The finalists of this year’s Summit Award, which aims to recognise historical board games that have attracted new players or introduced new subjects or perspectives to the hobby, have been revealed.

Stephen Rangazas’ design The British Way: Counterinsurgency at the End of Empire is among four games in the running for this year’s prize, alongside Halls of Hegra by Petter Schanke Olsen, Land and Freedom: The Spanish Revolution and Civil War by Alex Knight, and We Are Coming, Nineveh by Harrison Brewer, Rex Brynen, Juliette Le Ménahèze and Brian Train.

Those games cover themes including insurgencies around British decolonisation in Palestine, Malaya, Kenya, and Cyprus, Norwegian volunteers fighting numerically-superior German forces in the early days of World War II, disparate factions coalescing to fight fascism in 1930s Spain, and the Iraqi government’s campaign to liberate the western part of Mosul from Daesh forces in 2017.

Halls of Hegra

Honourable mentions for this year’s award went to Paolo Mori’s Match of the Century and Scout Blum design Rising Waters – the latter of which was also nominated for the inaugural Zenobia Award, a trophy that aims to shine a light on diverse historical game designs from creators in marginalised groups.

Match of the Century focuses on the final of the 1972 World Chess Championship between Bobby Fischer and Boris Spassky, while Rising Waters is centred on the flooding of the Mississippi Delta in 1927, which compelled African American families to fight the forces of nature in addition to racism from white landowners.

This is the third year the Summit Award has been handed out, following victories for Fred Serval’s Red Flag Over Paris in 2022 and Tory Brown’s Votes For Women last year.

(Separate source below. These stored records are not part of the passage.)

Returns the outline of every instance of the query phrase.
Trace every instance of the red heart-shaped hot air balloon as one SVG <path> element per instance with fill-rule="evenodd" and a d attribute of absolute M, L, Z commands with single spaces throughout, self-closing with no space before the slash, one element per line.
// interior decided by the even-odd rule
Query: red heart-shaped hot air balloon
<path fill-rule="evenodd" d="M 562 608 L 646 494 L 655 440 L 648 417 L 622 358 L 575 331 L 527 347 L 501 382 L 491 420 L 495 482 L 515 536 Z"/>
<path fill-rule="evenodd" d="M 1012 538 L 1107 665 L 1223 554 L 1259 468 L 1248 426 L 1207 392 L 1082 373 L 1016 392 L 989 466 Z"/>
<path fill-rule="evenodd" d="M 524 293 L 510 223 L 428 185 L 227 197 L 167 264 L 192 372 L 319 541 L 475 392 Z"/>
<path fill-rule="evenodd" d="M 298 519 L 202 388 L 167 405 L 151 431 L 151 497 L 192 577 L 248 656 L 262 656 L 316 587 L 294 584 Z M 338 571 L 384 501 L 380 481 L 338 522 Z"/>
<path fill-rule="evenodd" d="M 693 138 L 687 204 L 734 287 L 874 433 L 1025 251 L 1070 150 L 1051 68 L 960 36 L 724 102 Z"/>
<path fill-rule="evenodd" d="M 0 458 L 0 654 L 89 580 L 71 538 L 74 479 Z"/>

Red Flag Over Paris is a two-player card-driven game depicting the two months of intense confrontation between the Communards and the government in Versailles during the 1871 Paris Commune, while Votes for Women simulates the political fight for American women’s suffrage between 1848 and 1920.

The award was created by San Diego Historical Games Convention, an organisation which aims to create a diverse and supportive gaming community dedicated to playing, discussing, designing, and promoting historically-based board games.

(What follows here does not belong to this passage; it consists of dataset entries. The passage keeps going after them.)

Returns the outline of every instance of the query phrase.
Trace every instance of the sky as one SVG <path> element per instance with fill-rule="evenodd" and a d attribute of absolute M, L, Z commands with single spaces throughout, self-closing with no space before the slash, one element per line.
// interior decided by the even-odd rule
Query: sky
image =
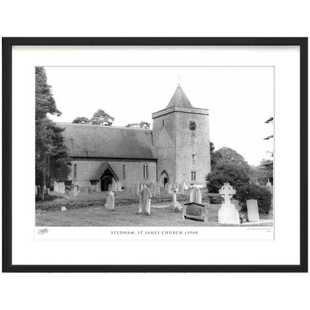
<path fill-rule="evenodd" d="M 209 110 L 216 150 L 236 151 L 250 165 L 270 158 L 274 115 L 273 67 L 45 67 L 61 116 L 55 122 L 91 118 L 101 108 L 113 125 L 148 122 L 164 108 L 179 81 L 192 105 Z"/>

SDHist, which was launched mainly as a local wargaming group in 2015, is led by wargaming experts including Liberty or Death: The American Insurrection designer Harold Buchanan.

Award nominees are judged on ease of teaching, ease of play, novelty and uniqueness of topic, novelty of approach and effectiveness as a historical game.

All four finalists will now be demoed at the SDHist Summit 2024 Convention between November 8 and 11, with board members, advisors and invited judges then voting on which game will win.

The winner is expected to be announced by the end of this year.